Use-after-free: free() returns memory to the allocator. If you keep the pointer and read it, you read whoever got the slot next. The allocator may even rewrite the bytes immediately (debug builds explicitly do — 0xdeadbeef, 0xfeedface).

Double free: passing the same pointer twice corrupts the free list. Modern allocators detect this with magic numbers and abort; older ones just silently mis-track.

Leak: alloc without matching free. Not always fatal — short-running programs can leak forever — but in long-running services, RSS climbs until OOM. AddressSanitizer (ASan) and Valgrind catch all three at the cost of 2–5× runtime.

ptmalloc / glibc malloc

The default on Linux. Has per-thread arenas, bins by size class, fastbins for small allocs. Decent baseline; loses to specialised allocators on multi-threaded workloads.

jemalloc · 2005, FreeBSD/Facebook

Per-thread caches with arena assignment. Battle-tested at Meta scale; default in Rust until 2018. ~10-30% faster than glibc on multi-threaded server workloads, lower fragmentation.

tcmalloc · Google

Thread-Caching malloc.
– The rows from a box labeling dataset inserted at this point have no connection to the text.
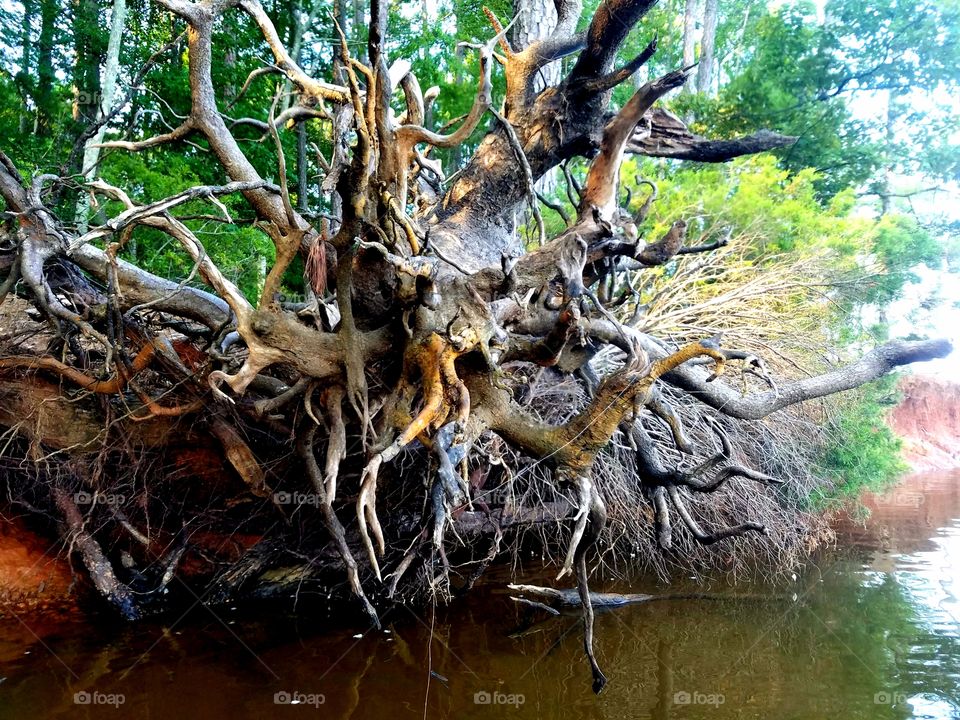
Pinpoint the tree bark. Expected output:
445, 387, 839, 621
697, 0, 718, 95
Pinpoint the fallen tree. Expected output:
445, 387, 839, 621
0, 0, 950, 692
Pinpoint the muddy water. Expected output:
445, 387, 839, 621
0, 474, 960, 720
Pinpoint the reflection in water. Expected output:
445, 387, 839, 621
0, 475, 960, 720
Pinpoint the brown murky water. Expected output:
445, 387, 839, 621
0, 473, 960, 720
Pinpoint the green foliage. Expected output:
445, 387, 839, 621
809, 375, 907, 507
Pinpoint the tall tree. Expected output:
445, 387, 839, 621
0, 0, 951, 692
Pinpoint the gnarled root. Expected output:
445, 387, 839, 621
297, 420, 380, 628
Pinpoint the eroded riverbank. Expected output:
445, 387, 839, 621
0, 473, 960, 720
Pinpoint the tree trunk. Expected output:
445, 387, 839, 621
0, 0, 950, 691
76, 0, 127, 234
697, 0, 717, 95
683, 0, 700, 90
33, 0, 60, 135
17, 0, 36, 135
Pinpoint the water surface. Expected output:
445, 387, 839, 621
0, 474, 960, 720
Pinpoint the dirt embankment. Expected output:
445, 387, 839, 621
887, 375, 960, 471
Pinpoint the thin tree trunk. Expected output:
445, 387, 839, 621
76, 0, 127, 233
33, 0, 60, 135
18, 0, 36, 135
880, 90, 900, 217
697, 0, 718, 93
683, 0, 699, 91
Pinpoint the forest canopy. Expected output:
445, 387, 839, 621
0, 0, 960, 692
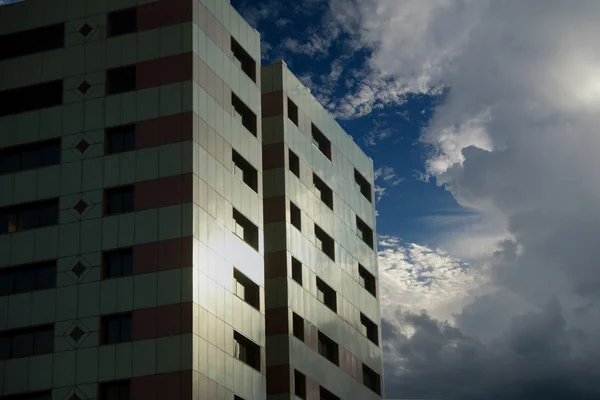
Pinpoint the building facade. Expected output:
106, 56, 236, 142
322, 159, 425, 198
0, 0, 381, 400
261, 61, 382, 400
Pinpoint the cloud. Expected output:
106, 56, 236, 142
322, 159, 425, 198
330, 0, 600, 400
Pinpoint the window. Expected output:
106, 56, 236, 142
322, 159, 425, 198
105, 185, 133, 215
233, 268, 260, 310
0, 139, 61, 175
288, 150, 300, 179
290, 201, 302, 232
107, 8, 137, 37
319, 387, 340, 400
233, 208, 258, 250
106, 124, 135, 154
102, 313, 131, 344
292, 313, 304, 342
315, 224, 335, 261
0, 79, 63, 117
106, 65, 136, 94
312, 124, 331, 161
0, 199, 58, 235
317, 278, 337, 312
231, 150, 258, 193
288, 97, 298, 126
0, 260, 56, 296
0, 325, 54, 360
319, 332, 339, 365
294, 369, 306, 399
231, 36, 256, 82
358, 264, 376, 296
0, 391, 52, 400
360, 313, 379, 345
0, 23, 65, 61
292, 257, 302, 286
356, 216, 373, 248
100, 381, 131, 400
363, 364, 381, 395
104, 248, 133, 278
354, 168, 371, 201
231, 93, 257, 136
313, 174, 333, 210
233, 331, 260, 371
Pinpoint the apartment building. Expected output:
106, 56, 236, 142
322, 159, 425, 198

Per-thread free lists with size classes; central heap when caches drain. The allocator behind every Google service. Open-sourced separately as part of Abseil.

mimalloc · Microsoft 2019

The latest allocator from Microsoft Research; benchmarks show ~10% faster than jemalloc/tcmalloc on common workloads with simpler internals (~3,500 LOC). Used in Azure components.

scudo · LLVM

Hardened allocator with built-in mitigations against use-after-free and buffer overflows. Default on recent Android. Trade ~10-15% performance for memory-safety bug detection.

Switching is easy. Most Linux apps can switch allocator just by linking libjemalloc.so via LD_PRELOAD. Many production teams do this for free 10-20% throughput gains on memory-heavy services. Redis, MariaDB, ClickHouse, and Cassandra all ship with jemalloc by default.
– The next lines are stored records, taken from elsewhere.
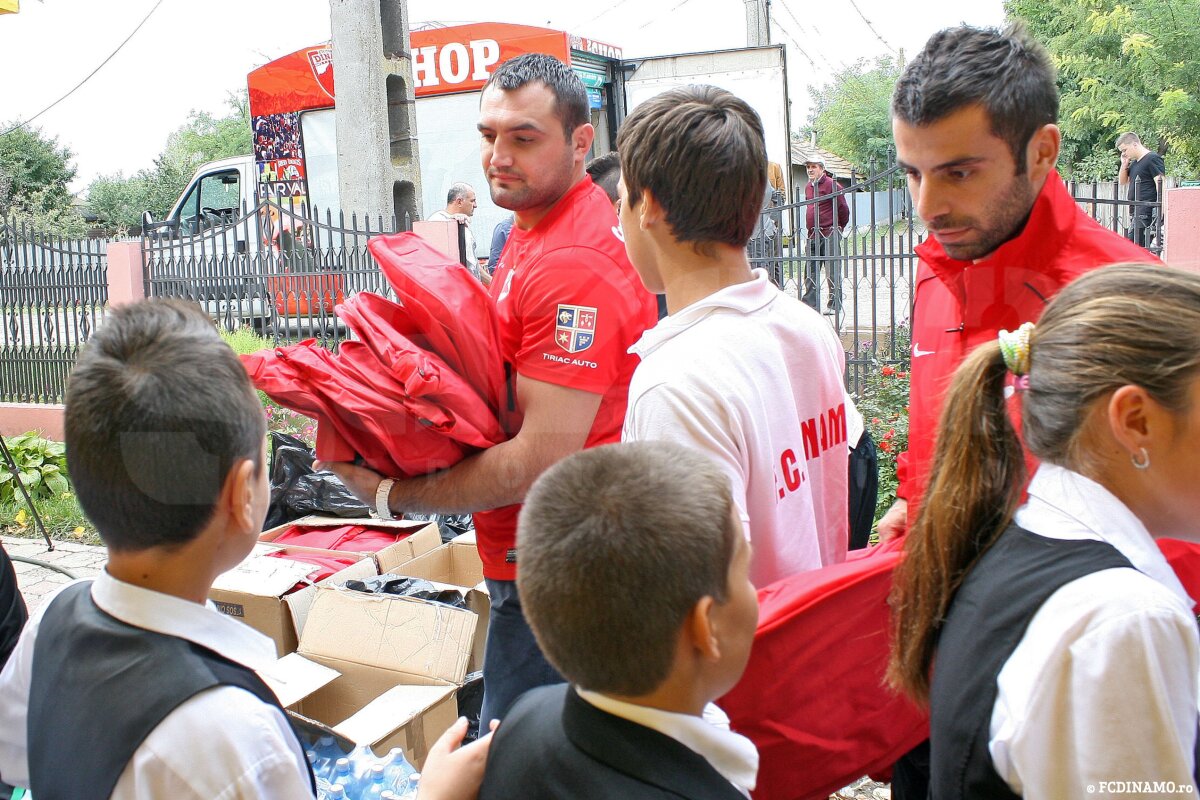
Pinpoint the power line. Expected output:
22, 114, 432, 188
772, 0, 836, 70
637, 0, 691, 30
0, 0, 162, 136
850, 0, 900, 55
772, 14, 818, 70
Memory leaks. The classic: allocate, forget to free. Symptoms: process RSS grows monotonically until OOM kill. Diagnosis: heaptrack (Linux) tracks every allocation and shows what's still alive. Valgrind massif for offline analysis. jemalloc's built-in profiler with the MALLOC_CONF=prof:true env var.

Fragmentation. RSS doesn't shrink even though heap usage is low — the allocator can't return free memory to the OS because of holes. More common in long-running services. Diagnosis: jemalloc-stats shows active vs resident; a large gap signals fragmentation. Fix: switch to a compacting allocator (mimalloc), or accept periodic restarts.

Use-after-free, double-free, buffer overflow. The dangerous trio in C/C++. Modern compilers detect many at runtime via AddressSanitizer (ASan) — link with -fsanitize=address and the runtime catches each invalid access. ASan adds ~2× CPU overhead; useful in CI and staging, not production. Hardware MTE (Memory Tagging Extension, ARMv8.5+) does the same in production with ~5-10% overhead.

The Rust answer. Rust's ownership system catches all three at compile time. The cost is the borrow-checker learning curve; the win is C/C++-class performance with memory-safety guarantees. Why the kernel, browsers, and security-critical systems are slowly migrating.